Le prestazioni lavorative dei giovani coinvolti nel progetto devono essere remunerate, anche se la loro produttività sarà presumibilmente inferiore agli standard di settore (per il necessario tempo di apprendistato e per i vincoli oggettivi della struttura carcere). Occorrerà attivare iniziative di sensibilizzazione rivolte in particolare al mondo imprenditoriale profit, finalizzate a sostenere l’iniziativa attraverso: 1) sponsorizzazioni di singole azioni/iniziative, 2) commesse di lavoro; 3) contributi per borse lavoro; 4) volontariato di impresa; 5) partnership di progetto; 6) disponibilità a inserimenti lavorativi; 7) donazioni Il coinvolgimento d’imprese profit è fondamentale per assicurare la sostenibilità del progetto nel medio-lungo periodo, attraverso il consolidamento del legame con il territorio e le comunità locali di riferimento. Il progetto è ad alto impatto sociale e dunque comporta importanti ritorni in termini di immagine e reputazione sociale per le entità coinvolte.

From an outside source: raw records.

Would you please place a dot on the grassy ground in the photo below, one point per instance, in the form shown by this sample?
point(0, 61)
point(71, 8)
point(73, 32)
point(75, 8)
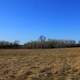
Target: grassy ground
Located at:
point(46, 64)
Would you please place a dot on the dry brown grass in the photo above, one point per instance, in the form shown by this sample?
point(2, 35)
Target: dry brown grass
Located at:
point(45, 64)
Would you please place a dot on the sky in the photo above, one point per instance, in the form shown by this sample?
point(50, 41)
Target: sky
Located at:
point(26, 20)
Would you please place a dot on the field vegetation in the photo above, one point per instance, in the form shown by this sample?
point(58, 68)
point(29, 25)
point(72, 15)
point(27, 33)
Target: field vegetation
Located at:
point(40, 64)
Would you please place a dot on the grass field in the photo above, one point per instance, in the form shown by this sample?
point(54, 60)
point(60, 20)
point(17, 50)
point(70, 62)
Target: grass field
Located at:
point(45, 64)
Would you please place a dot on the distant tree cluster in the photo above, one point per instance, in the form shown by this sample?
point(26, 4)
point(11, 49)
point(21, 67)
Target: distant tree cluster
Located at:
point(41, 43)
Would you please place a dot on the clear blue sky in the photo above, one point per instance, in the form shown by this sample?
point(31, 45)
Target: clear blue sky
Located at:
point(26, 20)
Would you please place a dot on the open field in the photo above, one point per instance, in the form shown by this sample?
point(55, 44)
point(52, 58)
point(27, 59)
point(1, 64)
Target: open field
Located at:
point(45, 64)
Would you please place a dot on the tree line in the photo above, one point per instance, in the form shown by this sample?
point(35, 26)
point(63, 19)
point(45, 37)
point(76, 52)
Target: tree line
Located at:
point(41, 43)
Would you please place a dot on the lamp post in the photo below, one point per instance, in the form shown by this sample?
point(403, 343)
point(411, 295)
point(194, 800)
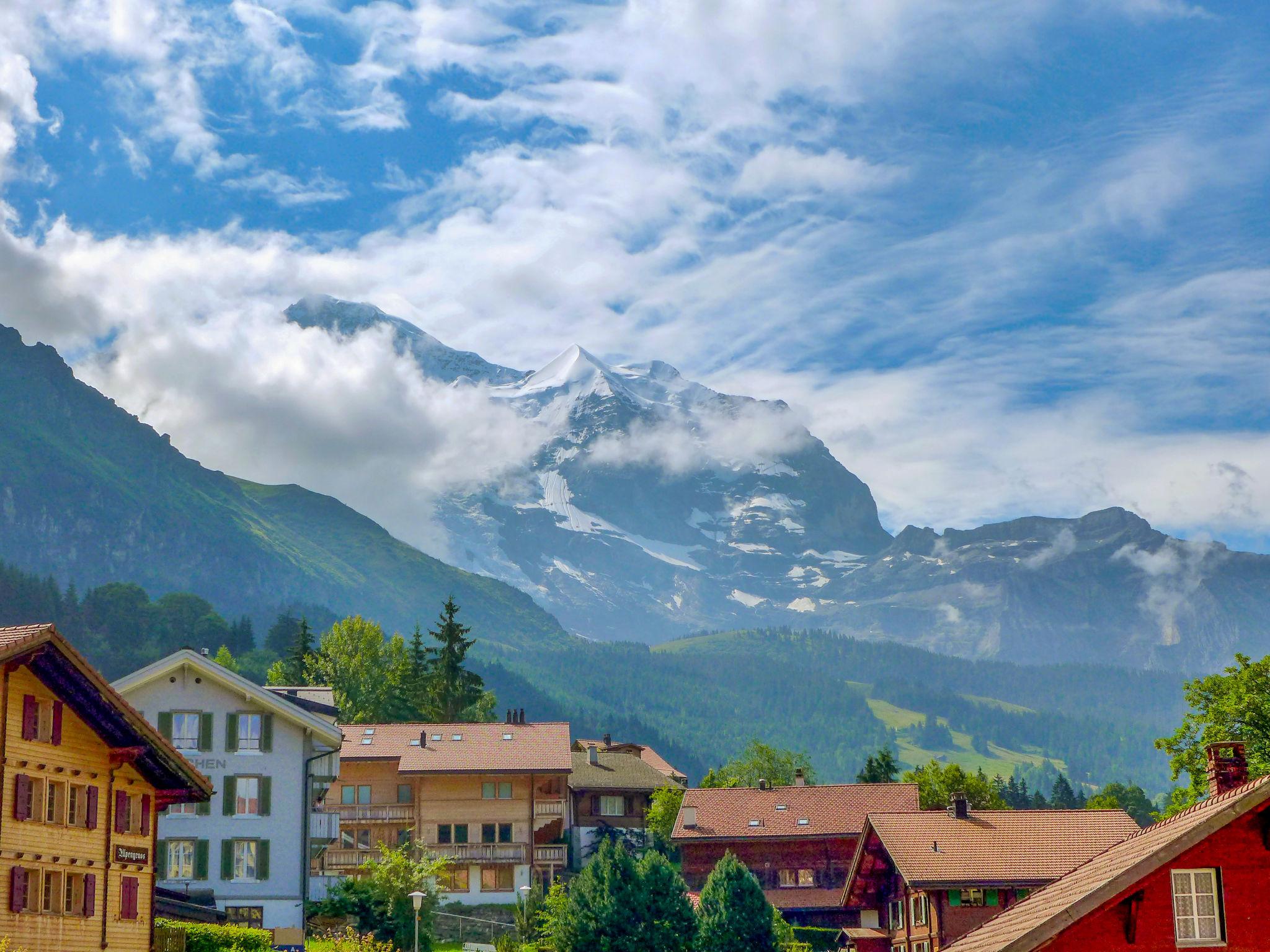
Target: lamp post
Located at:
point(417, 897)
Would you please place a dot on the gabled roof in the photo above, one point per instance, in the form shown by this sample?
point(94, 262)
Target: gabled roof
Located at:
point(483, 748)
point(1048, 912)
point(615, 771)
point(828, 810)
point(83, 689)
point(644, 752)
point(991, 847)
point(323, 730)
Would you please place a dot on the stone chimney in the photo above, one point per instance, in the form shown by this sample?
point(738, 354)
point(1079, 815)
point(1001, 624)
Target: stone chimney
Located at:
point(1227, 767)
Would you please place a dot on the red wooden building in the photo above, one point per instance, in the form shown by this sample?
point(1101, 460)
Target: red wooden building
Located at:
point(798, 840)
point(921, 880)
point(1198, 880)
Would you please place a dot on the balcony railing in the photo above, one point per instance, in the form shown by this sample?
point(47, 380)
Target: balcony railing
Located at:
point(376, 813)
point(545, 809)
point(324, 826)
point(482, 852)
point(557, 855)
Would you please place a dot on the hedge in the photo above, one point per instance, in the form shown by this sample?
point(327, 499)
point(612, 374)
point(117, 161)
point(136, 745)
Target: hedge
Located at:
point(818, 938)
point(203, 937)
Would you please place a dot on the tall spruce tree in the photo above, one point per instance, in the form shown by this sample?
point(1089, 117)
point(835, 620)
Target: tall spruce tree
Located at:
point(453, 689)
point(733, 914)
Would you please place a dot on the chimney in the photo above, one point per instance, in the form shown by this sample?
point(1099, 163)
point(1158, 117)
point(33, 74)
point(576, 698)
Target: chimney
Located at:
point(1227, 767)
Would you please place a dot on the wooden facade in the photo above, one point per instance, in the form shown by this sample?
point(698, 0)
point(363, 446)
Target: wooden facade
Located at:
point(82, 781)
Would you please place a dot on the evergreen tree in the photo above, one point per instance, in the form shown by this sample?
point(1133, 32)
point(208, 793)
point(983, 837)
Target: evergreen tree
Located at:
point(879, 769)
point(603, 912)
point(733, 914)
point(453, 689)
point(670, 922)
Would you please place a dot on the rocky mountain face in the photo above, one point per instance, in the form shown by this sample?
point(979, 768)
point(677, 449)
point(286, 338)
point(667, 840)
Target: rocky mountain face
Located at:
point(657, 507)
point(89, 494)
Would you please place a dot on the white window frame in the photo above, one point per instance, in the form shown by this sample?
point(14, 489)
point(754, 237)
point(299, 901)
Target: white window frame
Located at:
point(1194, 918)
point(247, 860)
point(180, 857)
point(242, 803)
point(607, 801)
point(248, 742)
point(180, 741)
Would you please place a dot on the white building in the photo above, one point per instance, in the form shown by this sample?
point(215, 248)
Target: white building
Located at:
point(272, 756)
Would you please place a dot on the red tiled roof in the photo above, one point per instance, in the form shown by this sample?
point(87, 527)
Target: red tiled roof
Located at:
point(483, 748)
point(804, 897)
point(830, 810)
point(1049, 910)
point(1023, 847)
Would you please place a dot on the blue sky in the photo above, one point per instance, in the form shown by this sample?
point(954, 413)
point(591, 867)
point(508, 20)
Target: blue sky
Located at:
point(1006, 258)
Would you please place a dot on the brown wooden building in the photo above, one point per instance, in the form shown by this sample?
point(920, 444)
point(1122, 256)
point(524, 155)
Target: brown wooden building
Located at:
point(798, 840)
point(918, 881)
point(82, 780)
point(489, 796)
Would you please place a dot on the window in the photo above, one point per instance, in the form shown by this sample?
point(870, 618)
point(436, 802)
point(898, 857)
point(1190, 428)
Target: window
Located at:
point(920, 908)
point(454, 880)
point(895, 914)
point(247, 796)
point(249, 731)
point(1197, 908)
point(186, 726)
point(251, 917)
point(246, 858)
point(495, 879)
point(613, 806)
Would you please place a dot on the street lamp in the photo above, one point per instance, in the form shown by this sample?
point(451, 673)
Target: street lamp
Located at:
point(417, 897)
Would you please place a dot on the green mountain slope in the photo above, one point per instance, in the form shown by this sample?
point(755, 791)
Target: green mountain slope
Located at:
point(89, 494)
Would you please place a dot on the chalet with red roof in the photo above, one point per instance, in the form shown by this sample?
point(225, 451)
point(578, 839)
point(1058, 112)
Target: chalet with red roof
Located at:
point(1197, 880)
point(798, 840)
point(920, 881)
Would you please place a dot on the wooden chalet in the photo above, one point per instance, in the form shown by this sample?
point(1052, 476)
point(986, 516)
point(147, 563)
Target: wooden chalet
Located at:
point(1197, 880)
point(82, 780)
point(921, 880)
point(798, 840)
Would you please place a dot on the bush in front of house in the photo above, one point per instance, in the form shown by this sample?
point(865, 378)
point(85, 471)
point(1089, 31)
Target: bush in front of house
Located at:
point(205, 937)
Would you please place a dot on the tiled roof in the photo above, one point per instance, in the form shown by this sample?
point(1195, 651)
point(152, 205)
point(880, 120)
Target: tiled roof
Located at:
point(804, 897)
point(646, 753)
point(483, 748)
point(1047, 912)
point(615, 771)
point(830, 810)
point(996, 845)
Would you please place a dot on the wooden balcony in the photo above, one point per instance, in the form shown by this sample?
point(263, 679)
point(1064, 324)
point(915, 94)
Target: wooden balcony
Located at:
point(551, 855)
point(482, 852)
point(376, 813)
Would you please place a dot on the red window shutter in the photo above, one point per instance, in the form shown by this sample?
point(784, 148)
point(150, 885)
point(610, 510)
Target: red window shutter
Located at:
point(91, 809)
point(30, 718)
point(20, 798)
point(17, 889)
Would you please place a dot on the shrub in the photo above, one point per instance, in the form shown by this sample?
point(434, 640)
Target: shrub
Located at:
point(203, 937)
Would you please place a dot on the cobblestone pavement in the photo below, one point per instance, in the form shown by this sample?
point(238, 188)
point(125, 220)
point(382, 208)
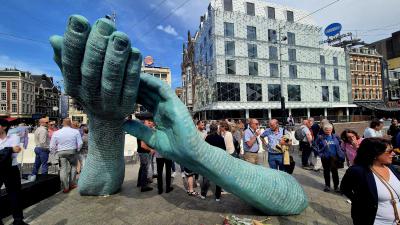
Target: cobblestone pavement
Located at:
point(131, 206)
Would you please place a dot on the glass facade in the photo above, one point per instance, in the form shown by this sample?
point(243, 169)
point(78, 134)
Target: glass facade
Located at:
point(325, 93)
point(228, 91)
point(274, 92)
point(254, 92)
point(294, 94)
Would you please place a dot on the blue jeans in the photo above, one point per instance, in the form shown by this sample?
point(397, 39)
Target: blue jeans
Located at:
point(275, 161)
point(41, 159)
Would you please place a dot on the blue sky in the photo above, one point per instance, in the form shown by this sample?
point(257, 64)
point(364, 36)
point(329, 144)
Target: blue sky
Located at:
point(144, 22)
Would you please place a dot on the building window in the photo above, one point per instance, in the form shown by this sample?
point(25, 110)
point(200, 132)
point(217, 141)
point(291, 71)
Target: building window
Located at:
point(293, 71)
point(272, 36)
point(364, 93)
point(228, 5)
point(254, 92)
point(274, 92)
point(336, 94)
point(229, 29)
point(230, 67)
point(290, 16)
point(336, 74)
point(322, 59)
point(294, 94)
point(253, 68)
point(292, 54)
point(273, 70)
point(291, 38)
point(250, 9)
point(323, 74)
point(251, 33)
point(335, 62)
point(14, 108)
point(228, 92)
point(252, 50)
point(325, 93)
point(271, 12)
point(273, 53)
point(229, 48)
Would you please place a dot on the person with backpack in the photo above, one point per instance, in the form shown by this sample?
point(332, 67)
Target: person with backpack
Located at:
point(9, 171)
point(332, 156)
point(275, 138)
point(224, 130)
point(305, 137)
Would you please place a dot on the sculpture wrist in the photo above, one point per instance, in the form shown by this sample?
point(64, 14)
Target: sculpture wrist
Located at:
point(104, 169)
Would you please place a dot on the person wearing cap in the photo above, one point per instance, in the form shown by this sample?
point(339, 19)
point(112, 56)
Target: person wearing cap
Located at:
point(9, 171)
point(67, 142)
point(274, 134)
point(42, 148)
point(145, 154)
point(52, 128)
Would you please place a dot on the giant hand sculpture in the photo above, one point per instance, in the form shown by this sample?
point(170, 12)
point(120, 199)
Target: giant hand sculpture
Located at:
point(102, 73)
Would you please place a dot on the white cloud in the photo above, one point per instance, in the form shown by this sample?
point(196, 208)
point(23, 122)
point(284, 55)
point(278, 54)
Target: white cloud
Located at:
point(168, 29)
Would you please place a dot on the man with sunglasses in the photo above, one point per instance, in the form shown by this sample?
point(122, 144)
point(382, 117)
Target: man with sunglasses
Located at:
point(42, 141)
point(251, 142)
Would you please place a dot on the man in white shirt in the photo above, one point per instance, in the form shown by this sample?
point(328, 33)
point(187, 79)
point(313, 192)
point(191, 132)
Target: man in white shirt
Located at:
point(42, 147)
point(374, 130)
point(9, 173)
point(67, 142)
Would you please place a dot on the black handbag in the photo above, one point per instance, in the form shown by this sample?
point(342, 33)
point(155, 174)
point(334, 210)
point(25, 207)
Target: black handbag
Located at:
point(6, 158)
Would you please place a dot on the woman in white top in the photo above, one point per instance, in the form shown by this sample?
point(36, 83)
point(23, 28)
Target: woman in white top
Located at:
point(373, 185)
point(9, 171)
point(227, 135)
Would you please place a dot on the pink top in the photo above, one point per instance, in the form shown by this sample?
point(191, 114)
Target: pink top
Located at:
point(350, 150)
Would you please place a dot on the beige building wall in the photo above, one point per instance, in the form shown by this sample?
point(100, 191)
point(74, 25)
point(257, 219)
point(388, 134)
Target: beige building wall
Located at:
point(162, 73)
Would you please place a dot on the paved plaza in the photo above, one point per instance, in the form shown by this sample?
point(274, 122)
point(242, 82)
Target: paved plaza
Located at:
point(131, 206)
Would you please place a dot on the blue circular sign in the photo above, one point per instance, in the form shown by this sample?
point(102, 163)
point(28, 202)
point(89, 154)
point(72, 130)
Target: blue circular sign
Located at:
point(333, 29)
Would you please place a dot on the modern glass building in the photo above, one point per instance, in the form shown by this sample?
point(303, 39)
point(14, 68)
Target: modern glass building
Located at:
point(248, 53)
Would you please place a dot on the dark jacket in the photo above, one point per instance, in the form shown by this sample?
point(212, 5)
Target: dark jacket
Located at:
point(358, 184)
point(216, 140)
point(323, 149)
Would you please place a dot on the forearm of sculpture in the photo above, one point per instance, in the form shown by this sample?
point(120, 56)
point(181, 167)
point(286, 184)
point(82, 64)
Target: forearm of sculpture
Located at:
point(104, 169)
point(269, 190)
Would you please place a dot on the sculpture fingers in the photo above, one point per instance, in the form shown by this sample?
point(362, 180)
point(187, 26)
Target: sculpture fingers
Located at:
point(56, 42)
point(93, 60)
point(117, 54)
point(73, 50)
point(132, 79)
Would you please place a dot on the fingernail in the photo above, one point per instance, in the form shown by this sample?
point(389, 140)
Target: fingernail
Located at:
point(120, 44)
point(77, 24)
point(105, 28)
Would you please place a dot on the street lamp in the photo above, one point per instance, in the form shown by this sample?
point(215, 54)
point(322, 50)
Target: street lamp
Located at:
point(280, 39)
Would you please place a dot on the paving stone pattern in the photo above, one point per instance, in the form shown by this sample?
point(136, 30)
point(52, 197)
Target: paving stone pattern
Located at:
point(131, 206)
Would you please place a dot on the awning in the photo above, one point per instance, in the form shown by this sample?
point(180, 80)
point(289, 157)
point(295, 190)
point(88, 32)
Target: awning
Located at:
point(377, 106)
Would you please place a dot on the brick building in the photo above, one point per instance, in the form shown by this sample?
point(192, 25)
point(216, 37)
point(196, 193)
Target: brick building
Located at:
point(17, 91)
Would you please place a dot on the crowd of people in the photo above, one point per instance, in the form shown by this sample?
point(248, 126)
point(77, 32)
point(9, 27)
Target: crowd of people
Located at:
point(371, 183)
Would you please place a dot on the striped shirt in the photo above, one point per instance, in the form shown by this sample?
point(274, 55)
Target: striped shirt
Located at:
point(66, 139)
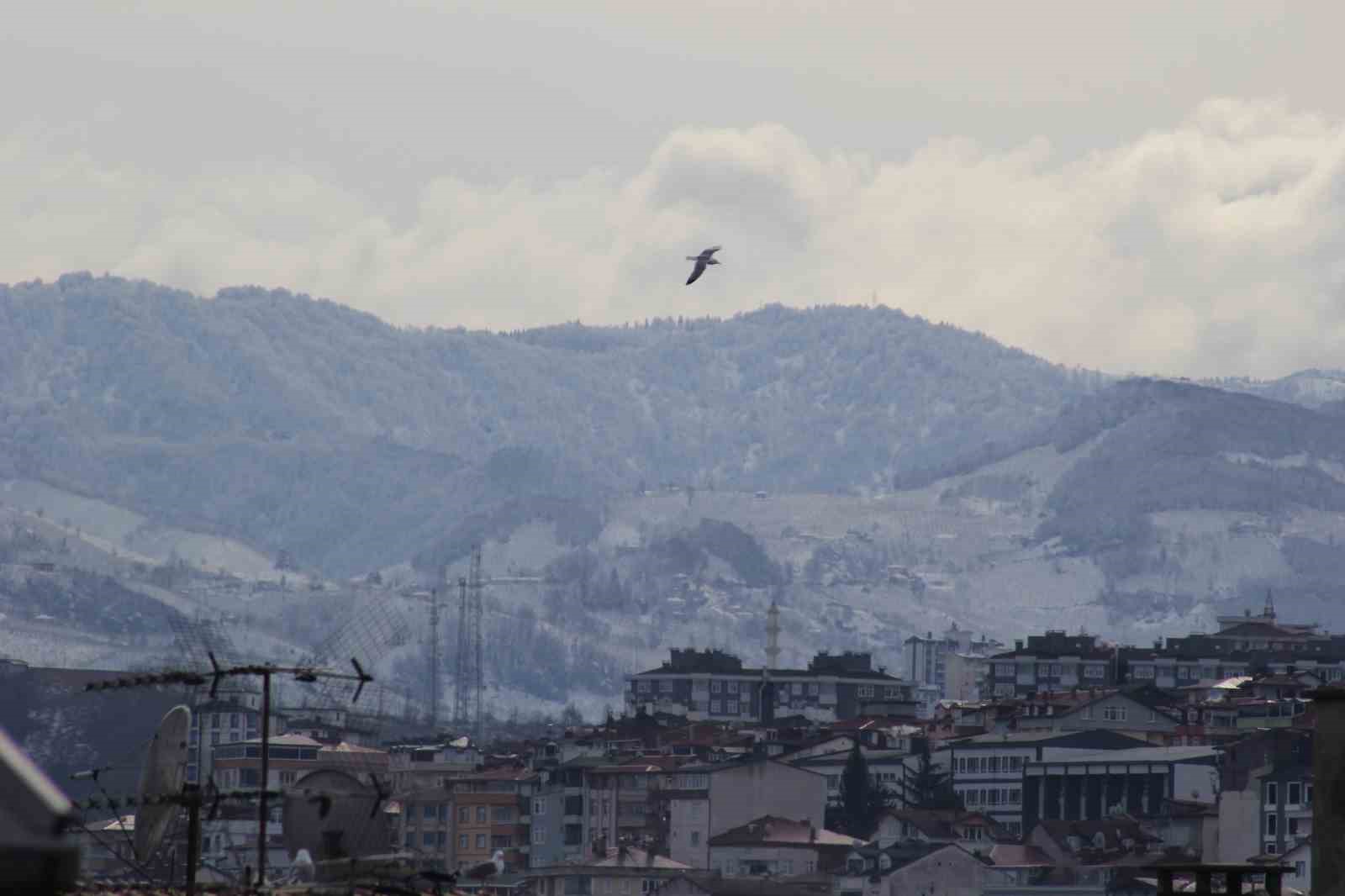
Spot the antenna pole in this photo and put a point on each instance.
(266, 777)
(477, 683)
(193, 795)
(434, 656)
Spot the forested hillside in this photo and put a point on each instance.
(302, 425)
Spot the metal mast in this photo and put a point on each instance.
(477, 680)
(470, 670)
(461, 656)
(434, 658)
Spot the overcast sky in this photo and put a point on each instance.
(1143, 187)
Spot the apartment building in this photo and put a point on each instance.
(1098, 784)
(716, 685)
(1052, 662)
(988, 770)
(710, 798)
(494, 811)
(948, 667)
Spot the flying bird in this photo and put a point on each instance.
(701, 261)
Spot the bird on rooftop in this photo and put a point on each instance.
(488, 869)
(701, 261)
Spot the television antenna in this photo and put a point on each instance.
(165, 772)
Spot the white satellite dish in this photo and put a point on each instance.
(163, 775)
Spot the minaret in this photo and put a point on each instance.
(773, 656)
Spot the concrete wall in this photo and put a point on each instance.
(1239, 824)
(766, 788)
(728, 858)
(739, 795)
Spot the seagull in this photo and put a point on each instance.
(488, 869)
(701, 261)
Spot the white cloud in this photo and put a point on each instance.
(1210, 248)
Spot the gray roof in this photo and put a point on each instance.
(1142, 755)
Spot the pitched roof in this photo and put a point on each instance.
(632, 857)
(1143, 754)
(780, 831)
(716, 884)
(938, 824)
(1019, 856)
(1114, 831)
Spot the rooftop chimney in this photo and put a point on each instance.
(1328, 774)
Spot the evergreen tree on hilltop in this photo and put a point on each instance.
(861, 799)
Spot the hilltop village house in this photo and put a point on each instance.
(716, 685)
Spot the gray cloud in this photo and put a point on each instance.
(1096, 206)
(1210, 248)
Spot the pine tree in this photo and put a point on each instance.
(928, 788)
(861, 801)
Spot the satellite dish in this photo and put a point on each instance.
(165, 774)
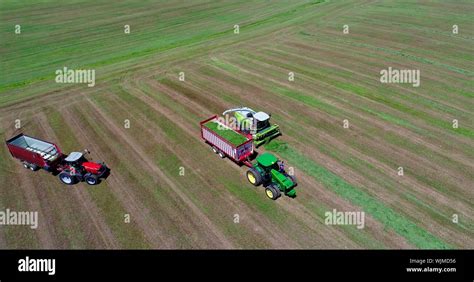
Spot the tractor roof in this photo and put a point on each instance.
(261, 116)
(74, 156)
(267, 159)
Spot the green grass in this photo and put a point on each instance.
(403, 226)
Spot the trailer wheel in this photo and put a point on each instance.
(91, 179)
(33, 167)
(67, 178)
(254, 177)
(272, 192)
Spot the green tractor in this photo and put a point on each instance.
(270, 172)
(255, 123)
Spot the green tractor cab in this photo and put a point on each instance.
(255, 123)
(270, 172)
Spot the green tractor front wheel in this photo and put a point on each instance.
(272, 192)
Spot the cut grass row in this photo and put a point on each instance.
(417, 236)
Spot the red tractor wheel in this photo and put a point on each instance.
(67, 178)
(91, 179)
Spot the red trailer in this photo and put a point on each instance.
(35, 154)
(226, 141)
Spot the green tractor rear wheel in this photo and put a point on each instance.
(254, 177)
(272, 192)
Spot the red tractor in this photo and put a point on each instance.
(35, 154)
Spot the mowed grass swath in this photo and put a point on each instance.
(345, 134)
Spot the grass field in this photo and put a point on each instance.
(176, 192)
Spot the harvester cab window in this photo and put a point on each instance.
(263, 120)
(75, 158)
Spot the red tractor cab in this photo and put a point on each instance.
(38, 154)
(75, 168)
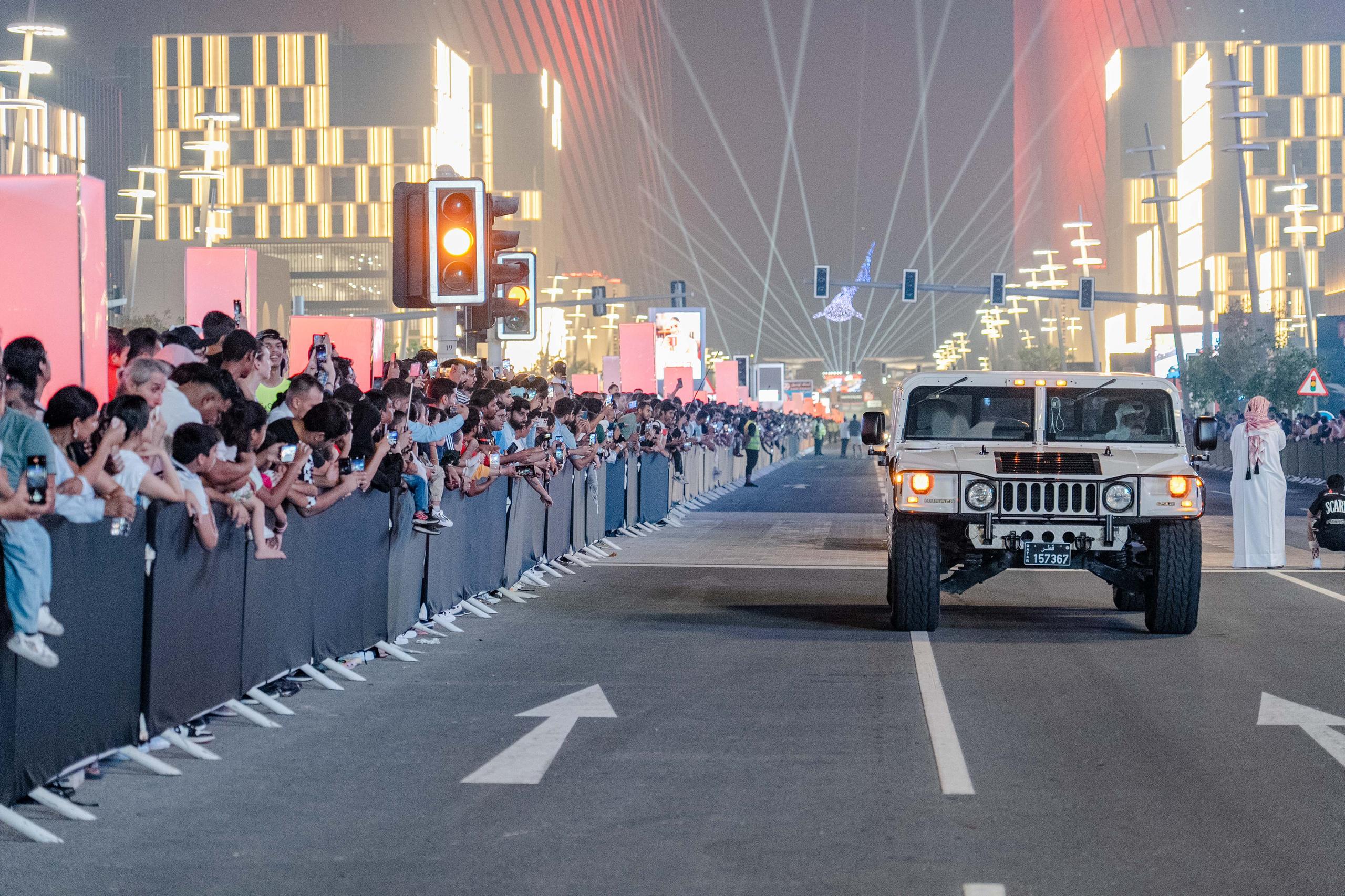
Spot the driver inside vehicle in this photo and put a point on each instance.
(1132, 422)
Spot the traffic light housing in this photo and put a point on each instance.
(515, 312)
(457, 217)
(997, 290)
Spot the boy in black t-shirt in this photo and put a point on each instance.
(1327, 520)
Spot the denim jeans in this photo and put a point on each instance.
(27, 572)
(420, 490)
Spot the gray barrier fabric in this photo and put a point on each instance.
(203, 627)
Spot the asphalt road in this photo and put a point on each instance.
(772, 735)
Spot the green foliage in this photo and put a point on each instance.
(1248, 363)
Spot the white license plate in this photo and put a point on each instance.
(1046, 555)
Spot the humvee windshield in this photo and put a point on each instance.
(1110, 415)
(1000, 413)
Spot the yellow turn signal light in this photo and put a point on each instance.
(458, 241)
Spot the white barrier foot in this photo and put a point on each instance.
(481, 606)
(340, 670)
(61, 805)
(396, 653)
(475, 611)
(447, 622)
(148, 762)
(320, 679)
(34, 832)
(189, 747)
(251, 715)
(270, 703)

Il Consorzio Cascina Nibai attraverso le cooperative sociali: 1) Coafra - Cooperativa agricola e sociale di tipo B, si occupa della coltivazione dei campi (con metodo biologico), della produzione di conserve dolci e salate, dell’allevamento di suini, bovini e avicunicoli, e della produzione di salumi. A completamento di queste attività gestisce uno spaccio agricolo e un agriturismo; 2) Coefra - Cooperativa sociale di tipo B opera da 22 anni nel campo dell’elettrotecnica, dell’elettroacustica, dell’informatica nonché nei servizi multimediali e audiovisivi. Produce e commercializza prodotti propri, sviluppa progetti e svolge attività di assemblaggio per conto terzi; 3) Cofrani - Cooperativa sociale di tipo A gestisce il Centro Diurno di Formazione all’Autonomia per l’inserimento di disabili fisici e psichici medio gravi e gravi. Le attività proposte sono molto varie e vanno da quelle più a carattere ergoterapico a quelle di animazione, espressive, motorie e sportive. Il consorzio si prefigge di favorire l'ingresso nel mondo del lavoro di persone segnate da percorsi di emarginazione, promuovendo con il territorio processi d’inclusione sociale, in particolare per persone disabili, detenuti ed ex detenuti. La sua mission è coniugare due finalità: da un lato, considerare il lavoro come possibilità concreta di reinserimento nella vita, dall'altro offrire sul mercato beni e servizi qualificati e competitivi.